Now even though I agree netting is almost impossible on the vast, sparsely populated WA coast line, I think the metropolitan beaches around Perth need netting and drum lines, as do the beaches of the NSW coast from Port Macquarie to Byron Bay, where the number of attacks and fatalities has risen dramatically in the past few years.
The psychological change in WA since the election of the state Labor government last year has been stunning. After Brouwer’s death, new fisheries minister Dave Kelly announced no drum lines would be deployed to catch the shark that mauled her, and said: “We don’t see the merit in automatically deploying drum lines in these circumstances.”
It is almost certain the cycle of attacks that prompted the previous Barnett government to introduce a drumlines policy will most likely continue. This is part of a new global trend among the young in the West that places the value of animal life above human life. We know how to protect beaches against attacks but the constituency opposing such action is vocal and raucous.
We can prove shark attack deterrents work. Since the introduction of netting and drum lines on popular southeast Queensland beaches in 1962 there has been only one death at a protected beach, compared with 27 at the same beaches between 1919 and 1961. Shark attacks also fell dramatically in Sydney after netting of the city’s most popular beaches in the 1930s and despite a fivefold increase in the city’s population and the rise of surfing as one of the city’s most popular sports.
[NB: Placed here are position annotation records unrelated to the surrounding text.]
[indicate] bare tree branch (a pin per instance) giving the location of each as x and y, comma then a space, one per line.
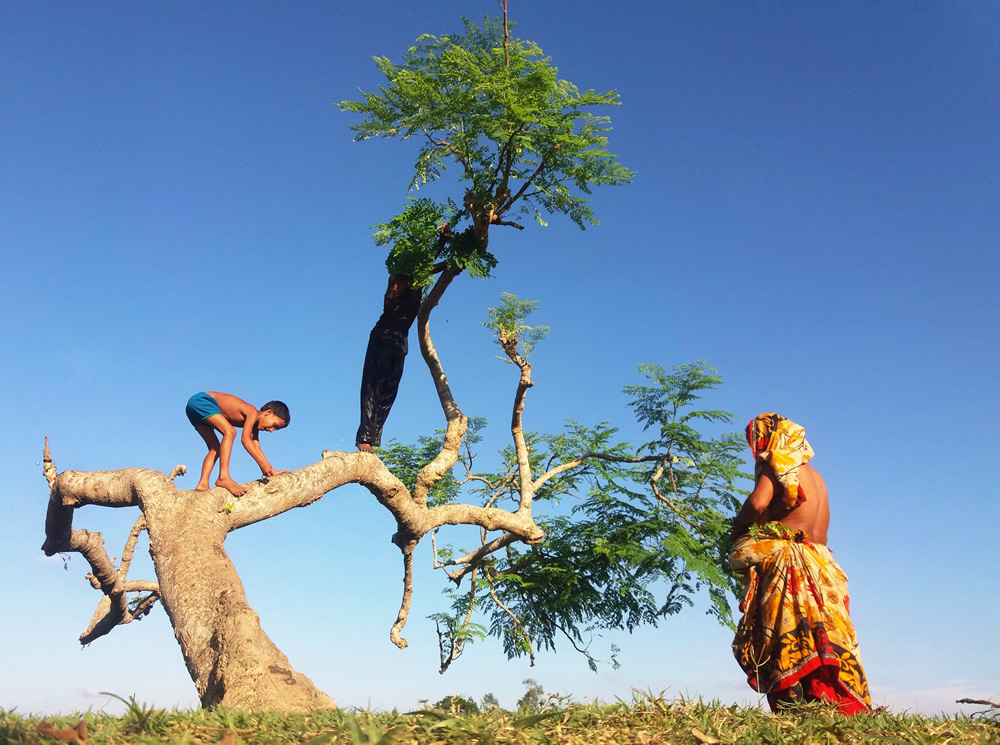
404, 606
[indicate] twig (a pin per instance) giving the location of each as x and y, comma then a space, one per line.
979, 702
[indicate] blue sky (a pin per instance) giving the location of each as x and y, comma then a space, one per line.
816, 213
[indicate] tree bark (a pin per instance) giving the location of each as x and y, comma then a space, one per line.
232, 662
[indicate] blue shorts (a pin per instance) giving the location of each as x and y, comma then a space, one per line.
200, 407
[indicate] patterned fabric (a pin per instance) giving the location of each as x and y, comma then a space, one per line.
782, 443
795, 640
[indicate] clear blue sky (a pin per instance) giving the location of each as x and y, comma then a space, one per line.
816, 213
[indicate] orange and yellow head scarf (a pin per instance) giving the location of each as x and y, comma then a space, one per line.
782, 443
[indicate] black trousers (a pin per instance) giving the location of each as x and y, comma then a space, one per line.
380, 382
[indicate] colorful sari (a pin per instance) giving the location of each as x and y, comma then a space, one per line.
796, 641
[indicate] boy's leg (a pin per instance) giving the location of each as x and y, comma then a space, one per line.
220, 423
207, 433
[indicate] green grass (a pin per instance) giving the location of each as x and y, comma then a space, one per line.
645, 720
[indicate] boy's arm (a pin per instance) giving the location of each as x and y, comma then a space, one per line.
757, 503
251, 442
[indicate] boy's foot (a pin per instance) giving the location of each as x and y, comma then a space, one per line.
231, 486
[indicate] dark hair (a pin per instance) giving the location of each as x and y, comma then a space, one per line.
279, 409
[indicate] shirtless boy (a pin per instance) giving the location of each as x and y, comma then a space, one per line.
211, 411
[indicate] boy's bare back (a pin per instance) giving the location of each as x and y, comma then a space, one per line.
813, 515
234, 409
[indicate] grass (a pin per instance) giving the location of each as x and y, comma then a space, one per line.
645, 720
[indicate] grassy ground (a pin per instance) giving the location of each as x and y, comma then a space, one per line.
645, 721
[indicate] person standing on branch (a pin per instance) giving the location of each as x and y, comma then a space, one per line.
384, 358
795, 641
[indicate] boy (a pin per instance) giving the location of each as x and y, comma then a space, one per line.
224, 412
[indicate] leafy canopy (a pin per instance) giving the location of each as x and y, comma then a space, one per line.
524, 142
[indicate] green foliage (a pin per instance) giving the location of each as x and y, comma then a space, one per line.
532, 700
647, 718
405, 461
140, 718
523, 140
508, 322
641, 540
457, 705
489, 702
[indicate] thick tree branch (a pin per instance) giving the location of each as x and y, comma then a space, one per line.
404, 605
457, 422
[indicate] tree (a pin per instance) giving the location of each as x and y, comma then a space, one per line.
533, 699
651, 521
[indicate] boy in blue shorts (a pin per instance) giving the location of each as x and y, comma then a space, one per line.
210, 411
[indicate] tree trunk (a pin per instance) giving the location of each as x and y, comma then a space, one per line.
232, 662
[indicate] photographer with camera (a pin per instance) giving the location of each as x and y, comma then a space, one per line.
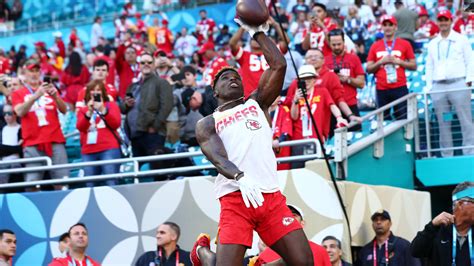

Critics from the Greens argue netting does not create a fixed barrier against sharks. True, but the figures do not lie. Sharks approaching popular beaches seldom pass the nets strung offshore, preferring to take the large drum-line baits below the surface. Environmentalists say other animals also die. True, but so what? Most Australians would prefer their safety, and we know whale and dolphin numbers are healthy.
The NSW government is now working on a program of nets and drum lines in the north of the state after a series of attacks off Ballina and Evans Head. Many surf clubs have also invested in shark-spotting drones. After the debacle of the Baird government’s attempt to ban greyhound racing, this is smart politics.
How unsurprising then — as Pawle has revealed — that a federal Senate environment committee chaired by Tasmanian Greens Senator Peter Whish-Wilson, and including Sydney Greens Senator Lee Rhiannon, has taken the view its role “is to help revive the numbers of sharks, downplay the dangers they pose” and dismiss successful protection methods.
At its hearing in Perth last week, only days after girl’s death, it took evidence mainly from opponents of netting and conservation academics.
Whish-Wilson lamented the lack of coverage by media of drowning deaths and asked why the local newspaper had devoted its first four pages to Laeticia’s death. Well Senator, that would be because newspaper editors know what the public thinks about shark attacks.
In general, the popular newspapers and most commercial radio and television news programs do a good job on the issue and understand the horror the public feels about humans being eaten by sharks. Of course, at our ABC and Fairfax Media, reporters usually favour elite environmental and animal rights opinion. Just as they did during the greyhound racing ban controversy and the Gillard government’s live cattle export ban.
It is ironic that only days before the WA shark attack, activists renewed their campaign against thoroughbred hurdle racing after the death of a single horse in an Adelaide Hills race last weekend. No such protest on behalf of young women killed by sharks. People from the thoroughbred industry who secretly supported former NSW premier Mike Baird’s greyhound ban need to be very careful. Animal rights activists are well aware so-called “wastage” rates among thoroughbreds are far higher than among greyhounds.
The animal rights movement is underpinned by a philosophy that cares little for the lives of human beings. At its extremes it even supports the banning of guide dogs for the blind on the basis no animal’s life should be devoted to the privileging of humans. Media need to scrutinise this movement as The Australian’s Pawle has done.